Anche perché il mercato mondiale dell’intera elettronica di consumo (telefoni, informatica e Tv) mantiene ritmi di crescita molto forti con un + 9,4%. Sul totale dei venduti (575 miliardi di dollari circa) l’Asia sale dal 32 al 33% contro il 38% delle Americhe e il 29% dell’Europa. Ed in Italia le tv con i cellulari e l’informatica superano il 60% contro il 53% di due anni fa.

Nelle marea di offerte di telefoni e televisori - tutti molto simili tra loro e i cui prezzi continuano a scendere - emergono oggi i prodotti di lusso, del designer, dei mega schermi al plasma e quelli “da arredamento" che illuminano con luci e colori l’ambiente in base al tipo di trasmissione. In tutto questo, però, l’unica cosa che non cambia è l’aumento dei consumi cercato e invogliato da un sistema economico tutto incentrato sulla crescita del Pil .

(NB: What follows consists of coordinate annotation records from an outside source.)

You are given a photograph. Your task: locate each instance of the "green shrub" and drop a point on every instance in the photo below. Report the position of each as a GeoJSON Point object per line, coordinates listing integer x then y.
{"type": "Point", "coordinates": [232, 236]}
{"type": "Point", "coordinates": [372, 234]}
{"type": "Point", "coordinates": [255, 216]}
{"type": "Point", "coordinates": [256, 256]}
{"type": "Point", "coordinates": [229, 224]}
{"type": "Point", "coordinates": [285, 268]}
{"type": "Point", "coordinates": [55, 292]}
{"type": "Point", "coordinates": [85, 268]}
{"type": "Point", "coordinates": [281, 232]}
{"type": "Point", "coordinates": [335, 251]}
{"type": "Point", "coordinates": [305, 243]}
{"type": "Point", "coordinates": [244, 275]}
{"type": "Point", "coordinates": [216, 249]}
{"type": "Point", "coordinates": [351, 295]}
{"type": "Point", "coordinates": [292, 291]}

E se i mercati sono ormai saturi di prodotti elettronici le imprese qualcosa di nuovo si devono inventare per tenere alti i tenori dei loro bilanci. Quindi prodotti sempre più complessi e lussuosi, ma soprattutto sempre meno durevoli: il consumatore, quindi, compra piuttosto che riparare, butta via quello che diventa inutilizzabile con il conseguente aumento del cumulo di rifiuti delle apparecchiature elettriche e elettroniche.

Nonostante le buone pratiche singole quindi, il problema della corretta gestione dei rifiuti da apparecchiature elettriche ed elettroniche rimane: contengono sostanze inquinanti che se non trattate adeguatamente comportano la possibilità di danni ambientali e alla salute quindi non possono essere gettati in qualsiasi cassonetto.

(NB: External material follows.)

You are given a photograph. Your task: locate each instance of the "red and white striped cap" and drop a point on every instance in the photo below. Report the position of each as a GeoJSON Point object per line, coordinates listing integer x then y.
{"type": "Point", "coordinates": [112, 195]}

Il tutto in un contesto normativo a dir poco complicato e ingarbugliato. I Raee ossia i rifiuti elettrici ed elettronici sono disciplinati nel Decreto legislativo 151/2006 di recepimento delle direttiva europea 2002/95/ce,2002/96/Ce e 2003/108/Ce. Il decreto ha introdotto sul piano nazionale nuove regole che impongono: l’obbligo, per i produttori di nuovi beni, di non utilizzare determinate sostanze pericolose nella fabbricazione delle apparecchiature elettriche ed elettroniche (Aee) e un peculiare sistema di gestione dei Raee, basato su raccolta differenziata, trattamento e recupero ad hoc con oneri economici posti a carico dei produttori e distributori delle apparecchiaturenuove.

La disciplina sulla gestione dei Raee prevede, però, l’elaborazione dei decreti attuativi. In primis il termine è stato fissato per il 31 dicembre del 2006. A seguito di proroga il termine è stato posticipato al 30 giugno 2007. Dunque dal 1 luglio 2007 la gestione dei Raee avrebbe dovuto avere le proprie regole. Ma poi il termine è stato ulteriormente spostato dal Decreto legge 2 luglio 2007 n. 81. Quindi entro e non oltre il 31 dicembre 2007 dovranno essere elaborate le regole e la disciplina sui registri e sul comitato di vigilanza e controllo.
Senza linee uniche e chiare, senza decreti attuativi la questione della gestione dei Raee è dunque in “stand-by” in attesa di ulteriori novità legislative.